Lady Trieu was introduced in Episode 4, “If You Don’t Like My Story, Write Your Own,” where she bought a family farm mere moments before something mysterious fell out of the sky and onto her newly purchased land. “That was such a scary scene,” she remembered. “That farmhouse scene in Episode 4 was the very first thing that I shot, and it’s a lot. There was no way to really ease into that, and it was difficult because it wasn’t with any of the other major characters in the show, so I couldn’t really anchor myself to something that somebody else had done, to see where I fit in, or how I could fit in.”
If you’ll recall, that first scene involved Lady Trieu presenting a childless couple with a freshly cloned baby, so when she says she was thrown into things, she means it. “We had a rotating line of babies on hand,” she said. “There were so many babies in the house. We were shooting on location, in a real house that was in the middle of a field. It wasn’t this climate controlled stage, or anything. That was a pretty wild day.”

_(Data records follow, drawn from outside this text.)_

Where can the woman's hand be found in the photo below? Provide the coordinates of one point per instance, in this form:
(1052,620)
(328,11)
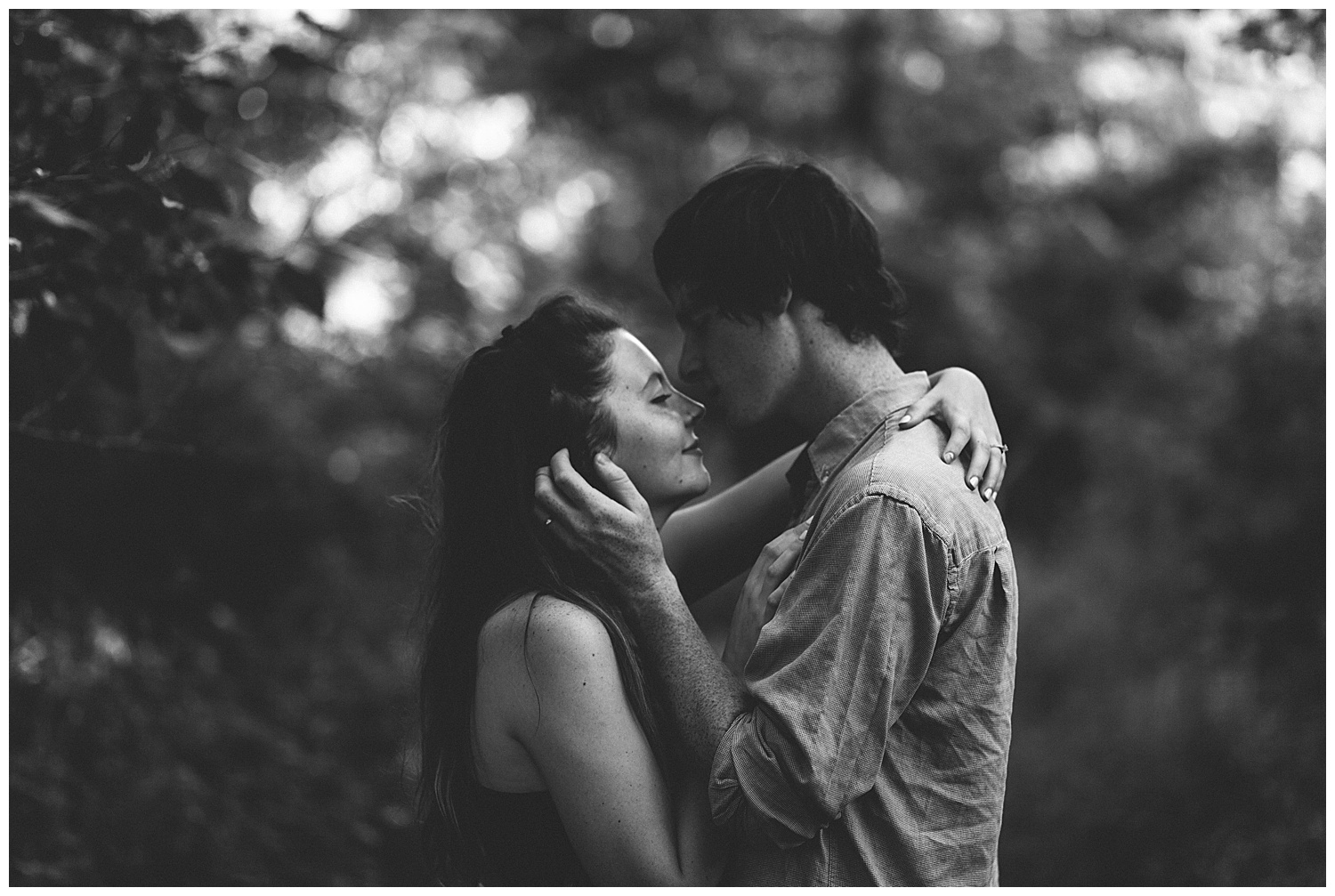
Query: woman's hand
(761,593)
(960,400)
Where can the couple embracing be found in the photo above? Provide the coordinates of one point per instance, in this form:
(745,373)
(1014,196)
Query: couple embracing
(576,724)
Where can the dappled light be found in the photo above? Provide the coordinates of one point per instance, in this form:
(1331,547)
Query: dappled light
(250,248)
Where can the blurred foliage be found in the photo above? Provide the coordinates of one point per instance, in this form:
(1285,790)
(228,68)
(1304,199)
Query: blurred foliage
(248,247)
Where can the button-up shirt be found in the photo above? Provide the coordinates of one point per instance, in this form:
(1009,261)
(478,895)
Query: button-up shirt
(876,748)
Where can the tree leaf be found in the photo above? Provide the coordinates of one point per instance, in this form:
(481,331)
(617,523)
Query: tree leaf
(53,214)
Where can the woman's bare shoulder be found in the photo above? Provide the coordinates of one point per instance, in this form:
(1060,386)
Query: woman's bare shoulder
(554,634)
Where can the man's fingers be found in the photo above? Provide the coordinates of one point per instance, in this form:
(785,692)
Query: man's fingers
(953,445)
(619,484)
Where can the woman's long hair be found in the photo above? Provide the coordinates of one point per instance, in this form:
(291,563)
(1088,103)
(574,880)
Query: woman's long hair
(514,403)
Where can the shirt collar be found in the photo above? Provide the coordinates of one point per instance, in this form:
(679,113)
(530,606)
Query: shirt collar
(851,426)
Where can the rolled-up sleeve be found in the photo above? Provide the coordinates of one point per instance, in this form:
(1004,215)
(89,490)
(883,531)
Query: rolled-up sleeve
(833,671)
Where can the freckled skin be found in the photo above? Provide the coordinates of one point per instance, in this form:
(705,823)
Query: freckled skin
(654,429)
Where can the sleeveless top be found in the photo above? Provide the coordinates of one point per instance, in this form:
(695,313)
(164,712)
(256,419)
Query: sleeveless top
(523,842)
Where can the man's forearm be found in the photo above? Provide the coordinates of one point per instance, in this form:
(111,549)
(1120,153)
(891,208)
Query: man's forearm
(702,695)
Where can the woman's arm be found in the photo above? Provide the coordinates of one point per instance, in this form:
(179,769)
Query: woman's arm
(709,543)
(582,735)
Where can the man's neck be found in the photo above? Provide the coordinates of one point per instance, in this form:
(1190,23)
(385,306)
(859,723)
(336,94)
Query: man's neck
(837,373)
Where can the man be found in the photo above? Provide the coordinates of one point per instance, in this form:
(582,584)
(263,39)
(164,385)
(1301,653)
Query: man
(868,743)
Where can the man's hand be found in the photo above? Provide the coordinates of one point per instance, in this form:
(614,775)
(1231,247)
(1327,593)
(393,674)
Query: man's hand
(761,593)
(617,533)
(959,400)
(619,537)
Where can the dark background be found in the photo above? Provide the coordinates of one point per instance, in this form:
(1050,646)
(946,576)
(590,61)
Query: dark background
(246,250)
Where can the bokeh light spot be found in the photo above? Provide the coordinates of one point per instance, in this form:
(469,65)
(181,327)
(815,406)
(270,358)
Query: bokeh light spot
(611,29)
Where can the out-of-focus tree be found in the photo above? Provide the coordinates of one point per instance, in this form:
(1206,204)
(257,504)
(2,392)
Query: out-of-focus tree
(264,238)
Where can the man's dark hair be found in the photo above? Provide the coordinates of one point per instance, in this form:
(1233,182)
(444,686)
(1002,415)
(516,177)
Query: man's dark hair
(765,227)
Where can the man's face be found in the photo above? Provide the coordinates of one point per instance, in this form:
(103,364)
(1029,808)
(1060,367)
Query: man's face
(744,370)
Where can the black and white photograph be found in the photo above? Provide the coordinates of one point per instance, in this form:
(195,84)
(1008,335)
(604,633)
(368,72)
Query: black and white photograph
(748,448)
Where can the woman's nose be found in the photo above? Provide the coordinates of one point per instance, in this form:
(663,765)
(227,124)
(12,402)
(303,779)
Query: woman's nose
(689,408)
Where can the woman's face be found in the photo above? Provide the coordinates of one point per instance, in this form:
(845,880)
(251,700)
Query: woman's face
(656,442)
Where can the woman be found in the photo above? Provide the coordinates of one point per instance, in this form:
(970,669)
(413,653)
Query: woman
(545,757)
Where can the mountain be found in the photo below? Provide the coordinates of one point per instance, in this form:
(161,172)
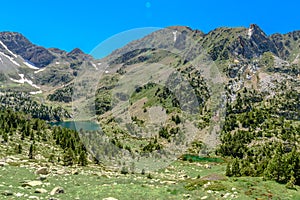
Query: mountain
(19,45)
(198,105)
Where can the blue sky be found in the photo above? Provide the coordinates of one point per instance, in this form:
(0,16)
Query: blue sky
(68,24)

Watchmen. Hong Chau as Lady Trieu 2. Photo credit: Mark Hill/HBO
With only one episode left, it’s not likely we’ll get Lady Trieu’s full backstory, and Chau would like to delve deeper into the character’s history. “I feel like there’s so much more to explore, with all of the characters, really,” she said. “There’s a whole plot that needs to be serviced, but Damon’s done an incredible job of creating layers and depth and complexities to each of the characters.”
We’re still crossing our fingers for a Watchmen season 2. In the meantime, the finale, “See How They Fly,” airs this Sunday on HBO.